Religious freedom, along with many other liberties, has been under increasing threat throughout the world, says a new report from Amnesty International.

The human rights organization published “The State of the World’s Human Rights 2023/2024” on Tuesday, and while Amnesty International continues its advocacy for abortion, homosexuality, and transgenderism, it does not ignore the threats to religious freedom it finds around the world.

Amnesty said, for example, that in the Asia-Pacific region, freedom of religion or belief remained under threat, especially in South Asia. 

“In India, hundreds of incidents of violence and intimidation of Muslims were recorded. Violence against religious minorities was also widespread in Pakistan, where Ahmadi grave sites were desecrated, and allegations of blasphemy used to target minorities including to justify attacks against over 20 churches in a single day” [photo above], the organization summarized. “In Afghanistan, religious minorities including Shia’s and Hazara Shia’s, Sikhs, Hindus, Christians, Ahmadiyya and Ismailis faced extreme discrimination under the Taliban, who also ensured formal religious teaching was exclusively based on the Sunni sect of Islam.”

In Eastern Europe and Central Asia, it continued, discrimination and reprisals against religious minorities were common. That included Russia’s practice of imprisoning Jehovah’s Witnesses for practicing their faith not only in Russia itself but in the Ukrainian territories the Russian military is now controlling.

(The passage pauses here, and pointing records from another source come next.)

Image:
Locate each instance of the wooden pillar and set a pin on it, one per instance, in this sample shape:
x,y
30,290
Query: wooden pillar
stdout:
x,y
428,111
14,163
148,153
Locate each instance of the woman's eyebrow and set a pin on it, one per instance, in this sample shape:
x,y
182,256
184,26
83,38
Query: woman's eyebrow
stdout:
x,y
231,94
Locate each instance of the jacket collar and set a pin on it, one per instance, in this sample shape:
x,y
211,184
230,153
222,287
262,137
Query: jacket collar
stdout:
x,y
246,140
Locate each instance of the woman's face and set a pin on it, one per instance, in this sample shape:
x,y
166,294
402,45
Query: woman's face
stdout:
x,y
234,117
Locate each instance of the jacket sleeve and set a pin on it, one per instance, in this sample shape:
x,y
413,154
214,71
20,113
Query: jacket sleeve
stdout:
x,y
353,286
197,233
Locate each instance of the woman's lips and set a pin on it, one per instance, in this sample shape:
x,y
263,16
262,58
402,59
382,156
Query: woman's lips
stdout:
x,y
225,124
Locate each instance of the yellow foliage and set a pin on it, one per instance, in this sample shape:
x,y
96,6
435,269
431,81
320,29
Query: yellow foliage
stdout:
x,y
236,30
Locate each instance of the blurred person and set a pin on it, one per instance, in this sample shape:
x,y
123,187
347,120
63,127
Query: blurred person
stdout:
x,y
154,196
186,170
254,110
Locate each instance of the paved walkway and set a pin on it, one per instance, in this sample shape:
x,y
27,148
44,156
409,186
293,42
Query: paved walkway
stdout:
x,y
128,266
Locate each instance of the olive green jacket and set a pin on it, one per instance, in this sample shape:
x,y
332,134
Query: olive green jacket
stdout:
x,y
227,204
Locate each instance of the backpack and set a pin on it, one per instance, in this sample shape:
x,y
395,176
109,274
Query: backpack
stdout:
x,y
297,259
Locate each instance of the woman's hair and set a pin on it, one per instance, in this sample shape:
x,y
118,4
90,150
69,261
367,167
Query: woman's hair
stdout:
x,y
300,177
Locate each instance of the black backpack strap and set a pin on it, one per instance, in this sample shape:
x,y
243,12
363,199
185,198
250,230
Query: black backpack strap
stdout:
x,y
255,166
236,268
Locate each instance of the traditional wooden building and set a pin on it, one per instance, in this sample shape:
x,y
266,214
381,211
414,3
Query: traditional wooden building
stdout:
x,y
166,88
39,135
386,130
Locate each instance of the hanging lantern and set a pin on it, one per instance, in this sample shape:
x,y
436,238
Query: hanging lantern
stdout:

In Belarus, law enforcement authorities have targeted Catholic priests, while Ukrainian authorities have done likewise with clergymen of the Ukrainian Orthodox Church-Moscow Patriarchate. 

Across the Middle East-North Africa region, meanwhile, members of racial, ethnic, national and religious communities and minorities faced discrimination in law and practice, including in relation to their rights to worship, enjoy equal access to employment and healthcare, and live free of persecution and other serious human rights abuses.

“Israel continued to entrench its extreme form of discrimination – a system of apartheid – via oppression and domination over Palestinians through territorial fragmentation, segregation and control, dispossession of land and property, and denial of economic and social rights,” Amnesty said. “This was achieved by the systematic commission of a wide range of human rights violations, including forcible transfer, administrative detention, torture, unlawful killings, denial of basic rights and freedoms, and persecution.”

In Iran, the group reports, ethnic minorities, including Ahwazi Arabs, Azerbaijani Turks, Baluchis, Kurds and Turkmen, faced discrimination, restricting their access to education, employment, adequate housing and political office. 

“Christians, Gonabadi Dervishes, Jews, Yaresan and Sunni Muslims also faced discrimination in law and practice” in Iran, Amnesty said.

Furthermore, discriminatory law in Kuwait denied the Bidun (a native stateless population) access to free state services, including education, provided to citizens. In Egypt, authorities arrested and prosecuted members of religious minorities, and people espousing beliefs not sanctioned by the state. In Libya, Tabu and Tuareg communities, denied national identity cards due to discrimination, struggled to access basic services, amid rising racism and xenophobia, Amnesty said. 

The new report also describes the growing use of artificial intelligence, spyware, and social credit systems around the world.